This is just one example of the tracks on the otherwise immaculate white surface of the lawn:

And here is one of several spots in the garden where the snow has been melted away by a deer that chose to spend the night at our place:

They do tend to make themselves scarce when the house is inhabited, but occasionally I see them early in the morning when I get up and it’s still dark outside. One morning a few weeks ago I almost hit a deer on the head with the front door when I opened it to air the house and got a minor shock when I realised a deer was grazing literally on our doorstep. (That was the same weekend I almost stepped on a pheasant when returning from a trip to the supermarket in the late afternoon after dark.)

The roof is well enough insulated for the snow cover to remain even when the house is heated up for 4 days, but the bottom layer of snow does melt a bit, especially above the wood-burner, and this causes some quite spectacular icicles to form.

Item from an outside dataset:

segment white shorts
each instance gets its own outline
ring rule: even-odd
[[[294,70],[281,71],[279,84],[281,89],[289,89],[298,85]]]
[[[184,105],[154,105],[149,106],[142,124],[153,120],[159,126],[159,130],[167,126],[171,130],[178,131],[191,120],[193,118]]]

And there’s one thing you can only do during winter: Taking a shortcut home from a trip to the supermarket by walking across the frozen fjord… Quite spooky in the afternoon as the light disappears, but also excessively pretty. The ice was easily solid enough to be safe, especially since I stayed close to the shore where the water is only about a foot deep. No reason to tempt fate, after all, but still a great experience, and one that is fairly rare in Denmark. We rarely get cold enough winters for the sea to freeze this much.

And when I got home, this is what awaited me; a bottle of Champagne chilled on home-grown icicles (so at least the garden does yield useful crops even in this weather), accompanied by foie gras and toast. The perfect snack for a game of Yatzy! (And a nice way to celebrate the last evening in the summer house before returning to Copenhagen and New Years celebrations.)